Thankfully, Bobby’s surgery was a success, and he made a full recovery. He is now a happy and healthy 6-year-old who only needs to go back to the hospital for an MRI every two years.

“The MRIs have all been clear; he’s doing really well. He’s in kindergarten and totally healthy,” Barger said. “There’ve been no side effects at all from the brain surgery. He’s doing great in school. … Other than the little baseball scar on his head, there’s no signs of anything.”
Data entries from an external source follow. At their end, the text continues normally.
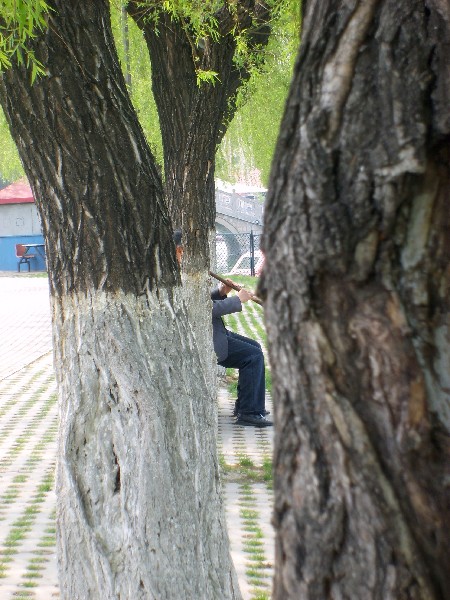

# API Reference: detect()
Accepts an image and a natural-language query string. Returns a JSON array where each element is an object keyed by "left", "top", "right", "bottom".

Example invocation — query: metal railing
[{"left": 214, "top": 231, "right": 264, "bottom": 277}]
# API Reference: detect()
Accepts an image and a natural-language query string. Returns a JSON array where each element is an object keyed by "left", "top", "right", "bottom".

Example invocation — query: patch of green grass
[
  {"left": 252, "top": 590, "right": 270, "bottom": 600},
  {"left": 238, "top": 455, "right": 255, "bottom": 467}
]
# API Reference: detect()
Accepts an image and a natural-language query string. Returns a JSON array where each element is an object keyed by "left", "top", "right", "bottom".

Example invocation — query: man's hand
[
  {"left": 237, "top": 288, "right": 252, "bottom": 304},
  {"left": 219, "top": 283, "right": 233, "bottom": 296}
]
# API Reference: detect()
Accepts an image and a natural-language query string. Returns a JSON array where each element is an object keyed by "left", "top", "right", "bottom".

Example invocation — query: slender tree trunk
[
  {"left": 261, "top": 0, "right": 450, "bottom": 600},
  {"left": 0, "top": 0, "right": 240, "bottom": 600},
  {"left": 128, "top": 0, "right": 270, "bottom": 378}
]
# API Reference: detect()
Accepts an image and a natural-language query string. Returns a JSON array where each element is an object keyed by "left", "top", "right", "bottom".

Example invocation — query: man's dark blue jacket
[{"left": 211, "top": 288, "right": 242, "bottom": 362}]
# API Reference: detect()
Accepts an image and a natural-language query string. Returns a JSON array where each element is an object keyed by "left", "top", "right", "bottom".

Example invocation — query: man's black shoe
[
  {"left": 236, "top": 414, "right": 273, "bottom": 427},
  {"left": 233, "top": 399, "right": 270, "bottom": 417}
]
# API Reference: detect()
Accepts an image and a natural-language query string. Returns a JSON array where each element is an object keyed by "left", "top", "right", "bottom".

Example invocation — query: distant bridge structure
[
  {"left": 213, "top": 189, "right": 264, "bottom": 272},
  {"left": 216, "top": 189, "right": 264, "bottom": 234}
]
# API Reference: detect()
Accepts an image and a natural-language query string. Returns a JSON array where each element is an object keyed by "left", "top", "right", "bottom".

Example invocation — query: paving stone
[{"left": 0, "top": 273, "right": 274, "bottom": 600}]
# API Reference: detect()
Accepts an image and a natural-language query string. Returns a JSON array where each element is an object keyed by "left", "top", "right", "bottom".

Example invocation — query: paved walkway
[{"left": 0, "top": 274, "right": 273, "bottom": 600}]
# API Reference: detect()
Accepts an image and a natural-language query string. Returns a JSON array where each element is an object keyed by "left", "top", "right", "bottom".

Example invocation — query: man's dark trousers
[{"left": 218, "top": 330, "right": 266, "bottom": 415}]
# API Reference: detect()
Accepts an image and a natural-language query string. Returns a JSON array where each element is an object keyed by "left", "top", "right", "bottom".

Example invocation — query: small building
[{"left": 0, "top": 179, "right": 46, "bottom": 271}]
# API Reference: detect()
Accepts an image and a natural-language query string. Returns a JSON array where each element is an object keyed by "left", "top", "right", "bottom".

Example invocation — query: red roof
[{"left": 0, "top": 179, "right": 34, "bottom": 204}]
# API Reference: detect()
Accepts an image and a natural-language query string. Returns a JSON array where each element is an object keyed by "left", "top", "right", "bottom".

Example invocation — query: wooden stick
[{"left": 209, "top": 271, "right": 263, "bottom": 306}]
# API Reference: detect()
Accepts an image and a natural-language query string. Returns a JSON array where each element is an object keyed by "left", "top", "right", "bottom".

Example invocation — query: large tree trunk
[
  {"left": 0, "top": 0, "right": 240, "bottom": 600},
  {"left": 261, "top": 0, "right": 450, "bottom": 600},
  {"left": 128, "top": 0, "right": 270, "bottom": 372}
]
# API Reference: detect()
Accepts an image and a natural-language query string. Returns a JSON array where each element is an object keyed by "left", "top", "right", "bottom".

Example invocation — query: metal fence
[{"left": 214, "top": 231, "right": 264, "bottom": 276}]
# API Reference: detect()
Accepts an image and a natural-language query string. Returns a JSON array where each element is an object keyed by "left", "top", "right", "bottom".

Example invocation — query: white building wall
[{"left": 0, "top": 204, "right": 41, "bottom": 236}]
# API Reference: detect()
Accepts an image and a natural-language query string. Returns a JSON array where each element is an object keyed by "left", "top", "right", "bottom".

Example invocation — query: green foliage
[
  {"left": 216, "top": 0, "right": 300, "bottom": 185},
  {"left": 0, "top": 0, "right": 51, "bottom": 81}
]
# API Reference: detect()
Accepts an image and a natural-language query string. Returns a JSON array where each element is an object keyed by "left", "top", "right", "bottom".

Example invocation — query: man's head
[{"left": 173, "top": 229, "right": 184, "bottom": 265}]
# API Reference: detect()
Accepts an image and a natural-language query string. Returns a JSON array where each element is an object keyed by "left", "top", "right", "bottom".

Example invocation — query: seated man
[
  {"left": 173, "top": 229, "right": 273, "bottom": 427},
  {"left": 211, "top": 283, "right": 273, "bottom": 427}
]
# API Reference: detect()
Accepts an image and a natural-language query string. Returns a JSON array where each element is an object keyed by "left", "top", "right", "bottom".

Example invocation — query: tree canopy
[{"left": 0, "top": 0, "right": 300, "bottom": 182}]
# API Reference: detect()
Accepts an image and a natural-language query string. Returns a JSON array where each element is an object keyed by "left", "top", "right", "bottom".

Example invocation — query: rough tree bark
[
  {"left": 0, "top": 0, "right": 240, "bottom": 600},
  {"left": 128, "top": 0, "right": 273, "bottom": 262},
  {"left": 127, "top": 0, "right": 271, "bottom": 370},
  {"left": 261, "top": 0, "right": 450, "bottom": 600}
]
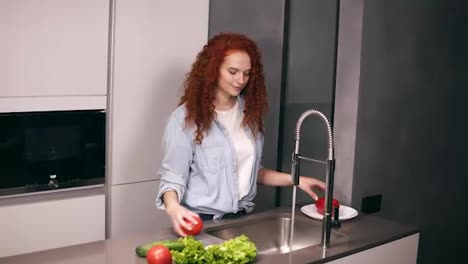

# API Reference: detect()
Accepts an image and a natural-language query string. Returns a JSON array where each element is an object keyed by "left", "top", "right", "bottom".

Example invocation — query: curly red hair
[{"left": 179, "top": 33, "right": 268, "bottom": 144}]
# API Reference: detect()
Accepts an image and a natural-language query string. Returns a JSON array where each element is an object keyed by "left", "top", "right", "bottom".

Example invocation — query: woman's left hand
[{"left": 298, "top": 176, "right": 325, "bottom": 201}]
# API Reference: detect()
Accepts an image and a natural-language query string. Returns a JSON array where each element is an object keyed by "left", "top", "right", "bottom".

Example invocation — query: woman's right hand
[{"left": 166, "top": 203, "right": 198, "bottom": 237}]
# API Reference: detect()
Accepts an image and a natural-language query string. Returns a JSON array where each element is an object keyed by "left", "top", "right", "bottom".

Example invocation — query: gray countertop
[{"left": 0, "top": 208, "right": 419, "bottom": 264}]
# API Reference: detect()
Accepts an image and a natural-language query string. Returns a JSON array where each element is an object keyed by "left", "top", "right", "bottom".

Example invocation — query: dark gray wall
[
  {"left": 208, "top": 0, "right": 285, "bottom": 211},
  {"left": 352, "top": 0, "right": 468, "bottom": 263},
  {"left": 279, "top": 0, "right": 337, "bottom": 205}
]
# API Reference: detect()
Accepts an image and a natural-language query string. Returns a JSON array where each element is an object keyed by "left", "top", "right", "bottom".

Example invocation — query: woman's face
[{"left": 217, "top": 51, "right": 251, "bottom": 97}]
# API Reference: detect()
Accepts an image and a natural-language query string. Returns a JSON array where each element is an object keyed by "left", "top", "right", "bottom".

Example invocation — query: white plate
[{"left": 301, "top": 204, "right": 358, "bottom": 220}]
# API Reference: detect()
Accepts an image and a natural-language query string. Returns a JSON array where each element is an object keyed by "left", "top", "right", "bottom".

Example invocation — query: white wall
[{"left": 108, "top": 0, "right": 208, "bottom": 237}]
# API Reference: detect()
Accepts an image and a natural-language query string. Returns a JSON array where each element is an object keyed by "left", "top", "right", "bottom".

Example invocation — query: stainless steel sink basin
[{"left": 205, "top": 213, "right": 343, "bottom": 255}]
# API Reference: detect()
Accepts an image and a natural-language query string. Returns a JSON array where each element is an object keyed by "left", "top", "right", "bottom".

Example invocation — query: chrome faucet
[{"left": 291, "top": 109, "right": 339, "bottom": 248}]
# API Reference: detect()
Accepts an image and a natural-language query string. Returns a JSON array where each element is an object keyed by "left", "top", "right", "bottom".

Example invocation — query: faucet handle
[{"left": 331, "top": 206, "right": 341, "bottom": 229}]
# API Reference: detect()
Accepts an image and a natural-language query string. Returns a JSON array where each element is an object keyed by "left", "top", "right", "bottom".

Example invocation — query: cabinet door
[
  {"left": 0, "top": 0, "right": 109, "bottom": 97},
  {"left": 0, "top": 195, "right": 105, "bottom": 257},
  {"left": 110, "top": 0, "right": 208, "bottom": 185},
  {"left": 110, "top": 181, "right": 171, "bottom": 238},
  {"left": 328, "top": 234, "right": 419, "bottom": 264}
]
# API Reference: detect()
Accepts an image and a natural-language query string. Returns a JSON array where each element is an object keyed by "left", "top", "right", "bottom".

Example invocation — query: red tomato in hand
[
  {"left": 315, "top": 197, "right": 340, "bottom": 215},
  {"left": 146, "top": 245, "right": 172, "bottom": 264},
  {"left": 180, "top": 216, "right": 203, "bottom": 236}
]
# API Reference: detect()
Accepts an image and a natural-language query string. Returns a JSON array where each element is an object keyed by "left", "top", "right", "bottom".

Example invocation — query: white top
[{"left": 216, "top": 101, "right": 255, "bottom": 200}]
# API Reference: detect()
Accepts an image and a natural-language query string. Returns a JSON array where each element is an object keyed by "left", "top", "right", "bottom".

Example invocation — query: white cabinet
[
  {"left": 110, "top": 0, "right": 208, "bottom": 185},
  {"left": 0, "top": 195, "right": 105, "bottom": 257},
  {"left": 110, "top": 181, "right": 171, "bottom": 238},
  {"left": 328, "top": 234, "right": 419, "bottom": 264},
  {"left": 0, "top": 0, "right": 109, "bottom": 107}
]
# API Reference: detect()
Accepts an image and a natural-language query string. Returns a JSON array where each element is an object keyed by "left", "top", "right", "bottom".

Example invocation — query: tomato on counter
[
  {"left": 315, "top": 197, "right": 340, "bottom": 215},
  {"left": 146, "top": 245, "right": 172, "bottom": 264},
  {"left": 180, "top": 216, "right": 203, "bottom": 236}
]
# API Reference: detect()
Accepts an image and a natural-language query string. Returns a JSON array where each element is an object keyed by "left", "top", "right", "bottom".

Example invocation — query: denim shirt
[{"left": 156, "top": 97, "right": 264, "bottom": 219}]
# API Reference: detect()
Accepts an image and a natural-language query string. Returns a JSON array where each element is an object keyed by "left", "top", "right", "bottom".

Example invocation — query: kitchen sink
[{"left": 204, "top": 213, "right": 343, "bottom": 255}]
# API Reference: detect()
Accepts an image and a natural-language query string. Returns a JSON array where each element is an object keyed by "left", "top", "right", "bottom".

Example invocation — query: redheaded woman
[{"left": 156, "top": 34, "right": 325, "bottom": 236}]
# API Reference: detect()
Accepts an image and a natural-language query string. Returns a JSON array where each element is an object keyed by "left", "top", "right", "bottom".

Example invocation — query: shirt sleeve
[{"left": 155, "top": 113, "right": 194, "bottom": 209}]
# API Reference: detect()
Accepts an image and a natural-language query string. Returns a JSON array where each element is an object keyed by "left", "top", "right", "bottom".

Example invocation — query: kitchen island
[{"left": 0, "top": 208, "right": 419, "bottom": 264}]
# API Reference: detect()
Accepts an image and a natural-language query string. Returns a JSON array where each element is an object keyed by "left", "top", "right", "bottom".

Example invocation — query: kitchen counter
[{"left": 0, "top": 208, "right": 419, "bottom": 264}]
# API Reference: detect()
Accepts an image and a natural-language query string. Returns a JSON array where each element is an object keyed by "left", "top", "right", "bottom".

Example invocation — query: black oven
[{"left": 0, "top": 110, "right": 106, "bottom": 196}]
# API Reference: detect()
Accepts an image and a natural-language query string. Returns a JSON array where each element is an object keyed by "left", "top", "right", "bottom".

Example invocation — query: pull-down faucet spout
[{"left": 291, "top": 109, "right": 335, "bottom": 248}]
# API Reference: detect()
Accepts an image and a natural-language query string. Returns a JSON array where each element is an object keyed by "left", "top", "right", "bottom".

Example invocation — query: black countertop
[{"left": 0, "top": 208, "right": 419, "bottom": 264}]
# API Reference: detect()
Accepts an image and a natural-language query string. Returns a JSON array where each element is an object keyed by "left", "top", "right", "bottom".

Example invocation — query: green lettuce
[{"left": 171, "top": 235, "right": 257, "bottom": 264}]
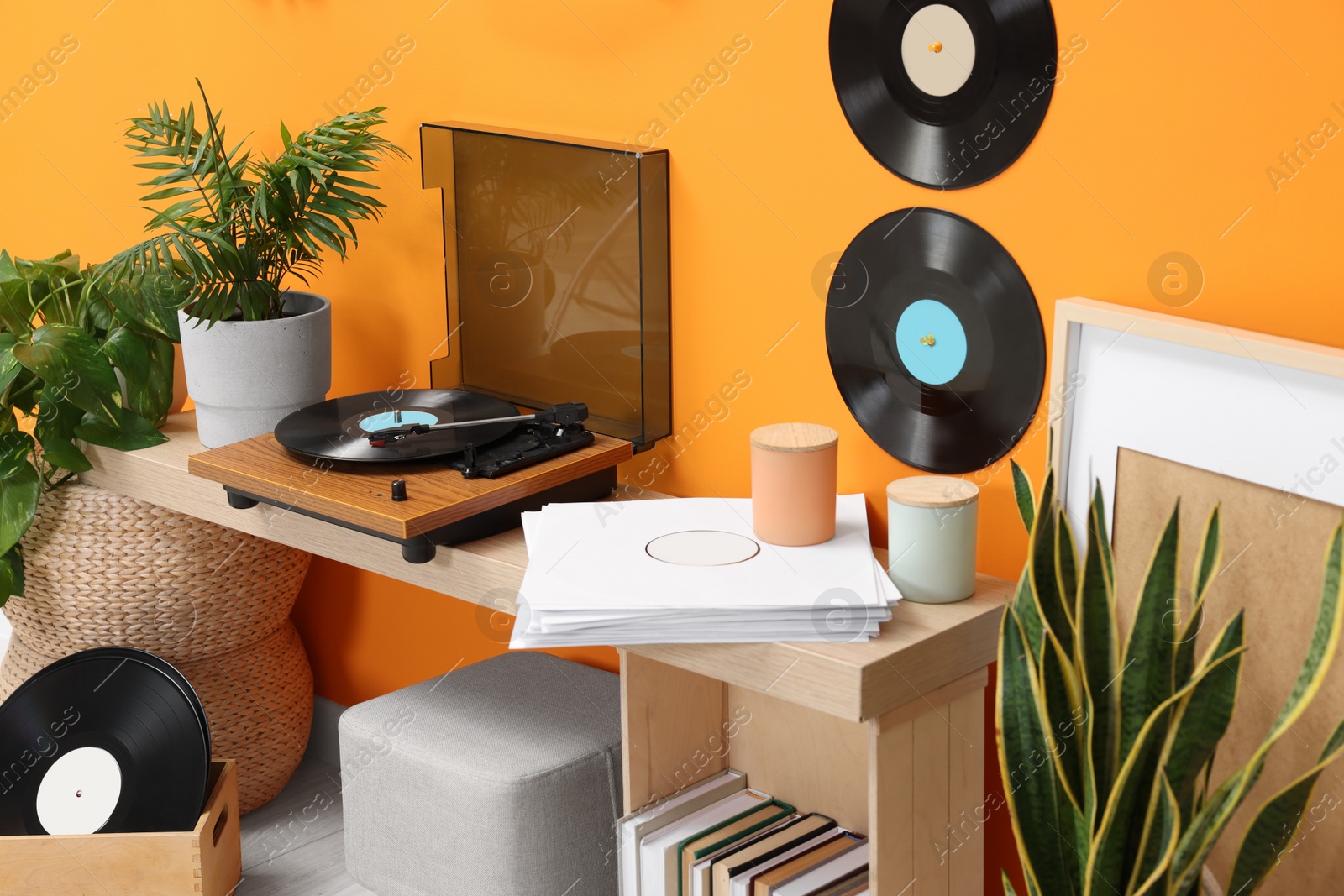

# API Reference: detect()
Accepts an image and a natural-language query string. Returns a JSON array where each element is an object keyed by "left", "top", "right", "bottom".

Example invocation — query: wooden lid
[
  {"left": 751, "top": 423, "right": 840, "bottom": 451},
  {"left": 887, "top": 475, "right": 979, "bottom": 508}
]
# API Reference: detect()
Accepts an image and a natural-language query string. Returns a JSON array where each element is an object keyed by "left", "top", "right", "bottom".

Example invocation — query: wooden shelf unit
[
  {"left": 621, "top": 574, "right": 1012, "bottom": 896},
  {"left": 81, "top": 414, "right": 1013, "bottom": 896}
]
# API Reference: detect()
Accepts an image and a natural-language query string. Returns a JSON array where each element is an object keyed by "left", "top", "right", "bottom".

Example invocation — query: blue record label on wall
[{"left": 827, "top": 208, "right": 1046, "bottom": 474}]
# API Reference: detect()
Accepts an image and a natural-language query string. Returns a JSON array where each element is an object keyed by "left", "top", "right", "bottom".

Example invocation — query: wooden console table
[{"left": 82, "top": 414, "right": 1012, "bottom": 896}]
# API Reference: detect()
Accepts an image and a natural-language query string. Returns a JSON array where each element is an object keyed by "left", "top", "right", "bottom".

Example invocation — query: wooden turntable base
[{"left": 186, "top": 434, "right": 632, "bottom": 563}]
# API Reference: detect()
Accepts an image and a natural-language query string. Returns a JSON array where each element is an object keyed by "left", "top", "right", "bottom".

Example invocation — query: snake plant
[{"left": 995, "top": 464, "right": 1344, "bottom": 896}]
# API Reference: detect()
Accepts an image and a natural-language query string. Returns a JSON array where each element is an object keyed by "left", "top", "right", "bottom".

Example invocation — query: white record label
[
  {"left": 38, "top": 747, "right": 121, "bottom": 834},
  {"left": 645, "top": 529, "right": 761, "bottom": 567},
  {"left": 900, "top": 3, "right": 976, "bottom": 97}
]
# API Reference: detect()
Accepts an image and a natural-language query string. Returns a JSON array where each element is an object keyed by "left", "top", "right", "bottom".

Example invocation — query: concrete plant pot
[{"left": 177, "top": 291, "right": 332, "bottom": 448}]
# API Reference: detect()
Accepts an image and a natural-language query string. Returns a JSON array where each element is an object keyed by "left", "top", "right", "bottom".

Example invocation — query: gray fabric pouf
[{"left": 340, "top": 652, "right": 621, "bottom": 896}]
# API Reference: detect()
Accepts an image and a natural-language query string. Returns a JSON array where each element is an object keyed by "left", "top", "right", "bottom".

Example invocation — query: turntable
[{"left": 188, "top": 123, "right": 672, "bottom": 563}]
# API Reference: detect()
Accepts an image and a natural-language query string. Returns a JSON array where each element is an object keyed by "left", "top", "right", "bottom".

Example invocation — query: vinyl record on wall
[
  {"left": 831, "top": 0, "right": 1058, "bottom": 190},
  {"left": 827, "top": 208, "right": 1046, "bottom": 474}
]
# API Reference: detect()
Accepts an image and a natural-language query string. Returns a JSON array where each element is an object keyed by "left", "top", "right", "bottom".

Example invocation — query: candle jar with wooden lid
[
  {"left": 887, "top": 475, "right": 979, "bottom": 603},
  {"left": 751, "top": 423, "right": 840, "bottom": 547}
]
Barger and Goldman still go to the Pediatric Group of Monterey because of the excellent care they receive every time their kids need medical care. “One recent Thanksgiving, my now-14-year-old, Mateo, got a cellulitis infection on his face, and his face really swelled up. We went to the local hospital, and Dr. Dwelle happened to be the pediatrician on call that day,” Barger said. “[Dr. Dwelle] stayed with us all through Thanksgiving in the hospital to make sure that [Matteo] was OK, and he kept following up afterward with phone calls. He’s really been an incredible asset to our family.”

According to Dr. Dwelle, the Stanford Children’s Health network gives families who live farther out from major metropolitan areas access to premium medical care. “The network takes away the barriers between specialty care and primary care in more rural communities like ours,” he explained. “It allows rapid, efficient communication both for diagnosing as well as providing coordinated ongoing care once the plan has been created.”